Alagille syndrome involves multiple organ systems, but the primary features include cholestasis evidenced by bile duct paucity on liver biopsy, congenital heart defects typically involving the pulmonary arteries, posterior embryotoxon in the eye, typical facial features, and butterfly vertebrae. Expressivity is variable even within families. This condition is inherited in an autosomal dominant manner. Approximately 30-50% of cases are inherited, while 50-70% are de novo. Most cases of Alagille syndrome are caused by sequence variants of the JAG1 gene followed by deletions/duplications (5-7%). Less than 1% of cases are caused by mutations in the NOTCH2 gene.

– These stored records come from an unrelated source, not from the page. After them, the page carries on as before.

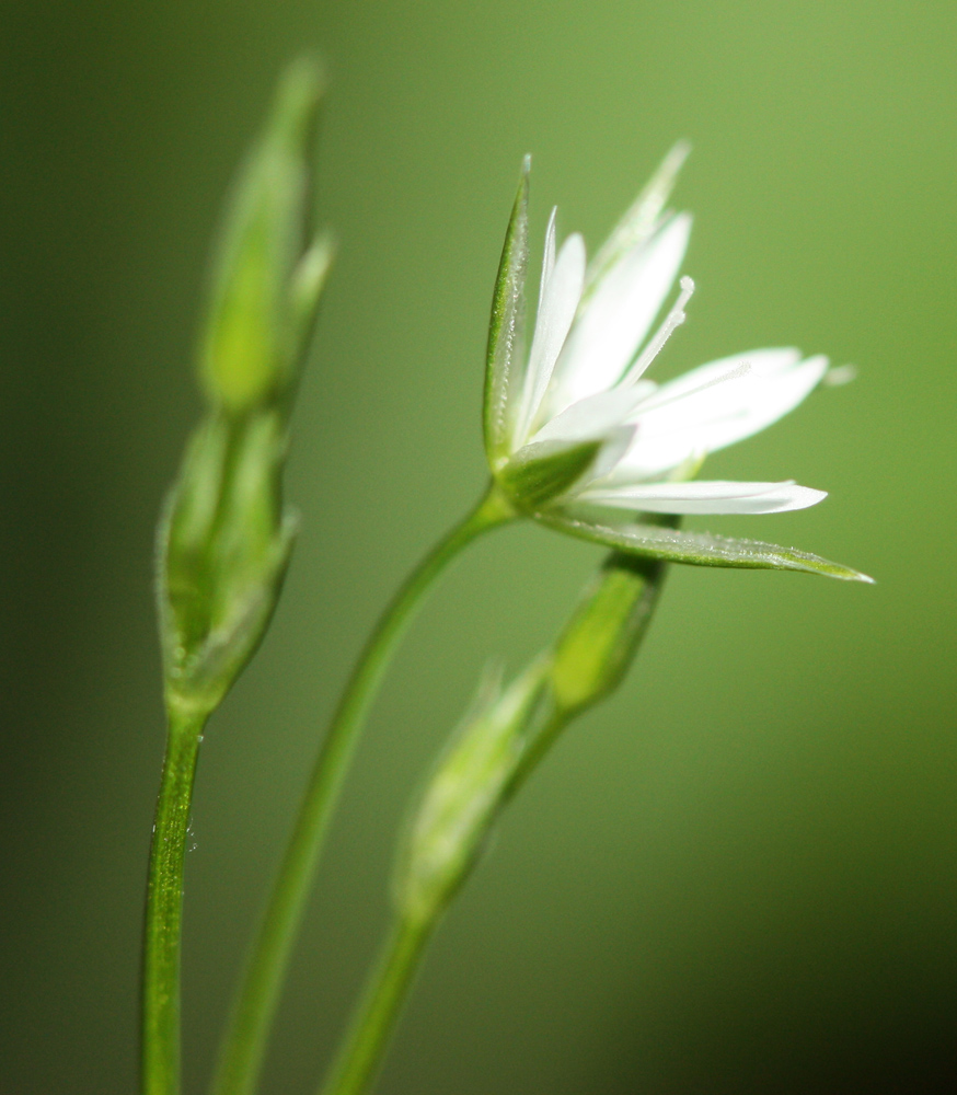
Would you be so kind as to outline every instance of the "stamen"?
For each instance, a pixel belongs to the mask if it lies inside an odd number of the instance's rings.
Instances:
[[[684,306],[689,300],[691,300],[691,295],[694,292],[694,281],[692,281],[690,277],[683,277],[679,284],[681,286],[681,293],[674,302],[674,307],[665,316],[665,322],[655,332],[655,336],[645,347],[642,355],[627,370],[627,372],[625,372],[624,377],[622,377],[619,382],[620,385],[624,387],[625,384],[633,384],[636,380],[638,380],[648,366],[661,353],[665,343],[668,342],[673,332],[684,322],[687,318],[684,314]]]

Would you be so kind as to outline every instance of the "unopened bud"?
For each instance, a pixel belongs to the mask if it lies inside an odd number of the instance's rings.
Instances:
[[[314,314],[328,250],[307,245],[311,146],[323,91],[319,67],[300,60],[280,83],[272,116],[240,172],[216,256],[199,356],[209,397],[230,414],[268,405],[302,353],[303,306]],[[312,262],[303,297],[296,272]],[[316,276],[316,266],[321,266]]]

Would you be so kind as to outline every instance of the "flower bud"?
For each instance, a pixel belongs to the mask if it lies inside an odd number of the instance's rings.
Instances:
[[[328,268],[328,245],[307,246],[322,91],[314,62],[287,71],[227,208],[199,360],[209,399],[229,414],[269,405],[288,388]]]
[[[160,620],[172,702],[212,710],[254,653],[279,596],[295,518],[284,512],[278,412],[211,416],[160,525]]]
[[[550,684],[567,716],[618,687],[652,616],[665,576],[656,560],[613,552],[554,646]]]
[[[394,892],[404,919],[434,920],[469,873],[531,740],[546,673],[539,660],[508,689],[486,681],[439,759],[400,850]]]

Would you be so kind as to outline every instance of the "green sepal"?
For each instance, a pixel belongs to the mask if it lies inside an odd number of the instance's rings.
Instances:
[[[669,563],[692,566],[738,567],[749,570],[804,570],[844,581],[873,583],[866,574],[831,563],[795,548],[779,548],[760,540],[736,540],[710,532],[684,532],[656,525],[601,525],[568,514],[538,515],[542,523],[581,540]]]
[[[568,491],[595,463],[604,443],[534,441],[526,445],[496,475],[501,489],[528,512],[537,512]]]
[[[212,417],[189,443],[158,530],[165,687],[180,708],[214,710],[269,622],[297,527],[281,506],[286,448],[277,412]]]
[[[688,159],[690,151],[691,146],[687,141],[678,141],[661,161],[642,193],[615,224],[601,250],[588,264],[584,299],[587,299],[595,291],[599,281],[622,255],[650,238],[661,210],[671,196],[678,172]]]
[[[520,383],[514,377],[524,354],[524,283],[528,273],[528,206],[531,158],[521,166],[518,194],[511,208],[505,245],[492,297],[488,344],[485,353],[485,400],[483,427],[488,465],[495,468],[508,452],[509,385]]]
[[[228,413],[275,400],[291,381],[301,351],[302,300],[292,299],[292,281],[305,252],[311,145],[323,90],[322,71],[312,60],[288,69],[227,206],[199,372],[212,404]]]

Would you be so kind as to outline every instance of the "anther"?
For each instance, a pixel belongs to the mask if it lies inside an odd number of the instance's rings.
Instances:
[[[689,300],[691,300],[691,295],[694,292],[694,281],[692,281],[690,277],[683,277],[679,285],[681,286],[681,292],[679,293],[678,300],[674,301],[674,306],[671,311],[665,316],[665,322],[655,332],[654,337],[642,351],[638,359],[627,370],[624,377],[622,377],[622,384],[633,384],[642,377],[648,366],[661,353],[665,343],[668,342],[674,331],[680,327],[687,319],[684,306]]]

This laboratory performs both Sanger sequencing and deletion/duplication by MLPA for the JAG1 gene.

Disorder(s)

Alagille syndrome

Gene(s)

JAG1

About Claritas

Claritas Genomics serves children affected with complex genetic disorders by providing timely and accurate results, resolving families’ long search for answers. By combining clinical expertise of the world’s best pediatric specialists with innovative platform solutions, Claritas is working to improve patient care and enable new discoveries. We are committed to the highest quality and accessibility of information and our interpretive services and unique approach to reporting set the standard for reliably and clearly communicating genetic information.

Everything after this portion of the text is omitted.